Segundo as entidades, o MPRN tem hoje mais cargos comissionados e vínculos precários do que servidores concursados — desmontando a ideia de um quadro técnico estável. Documentos da própria Procuradoria-Geral de Justiça apontam que apenas 30% dos cargos comissionados são ocupados por servidores efetivos, e esse número vem caindo mês a mês.
Mesmo assim, a Procuradoria tenta emplacar na Assembleia Legislativa um projeto de lei que reduz de 30% para 20% o número mínimo de cargos destinados a servidores de carreira. O artigo polêmico, relatado pela deputada Isolda Dantas (PT), foi embutido no texto que trata da recomposição salarial da categoria — um típico “jabuti legislativo”, segundo os sindicatos.
Além de ser considerado inconstitucional, o projeto ainda prevê reajuste abaixo da inflação, aprofundando a perda de quase 25% no poder de compra dos servidores.
Os números oficiais mostram um quadro alarmante: 515 cargos comissionados, 439 servidores efetivos, 339 terceirizados e 431 estagiários. Ou seja, mais da metade do MPRN é formada por vínculos precários, algo que as entidades classificam como “vergonhoso” e “contrário à moralidade que o próprio Ministério Público cobra dos outros órgãos”.
MPRN desafia STF e piora precarização
O Sindicato lembra ainda que o STF já considerou inconstitucional uma tentativa semelhante de reduzir o percentual de efetivos, e que a nova manobra representa uma “afronta direta” à Corte.

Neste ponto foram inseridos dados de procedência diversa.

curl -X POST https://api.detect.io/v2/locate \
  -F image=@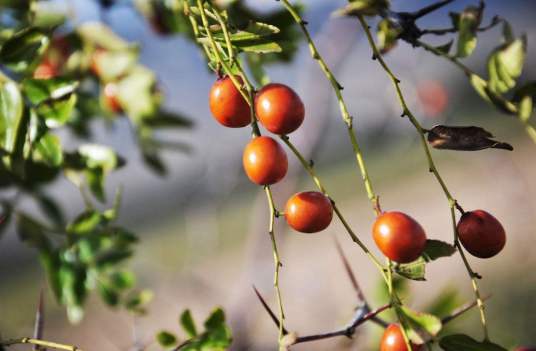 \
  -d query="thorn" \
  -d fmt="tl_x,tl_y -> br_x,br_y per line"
253,285 -> 288,335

Para as entidades, o MPRN caminha para se tornar um dos Ministérios Públicos mais precarizados do país, desvalorizando o servidor concursado e enfraquecendo o serviço público.
“É inaceitável que uma instituição que deveria ser exemplo de legalidade lidere a precarização do trabalho”, afirmam em nota de repúdio assinada pelas três entidades.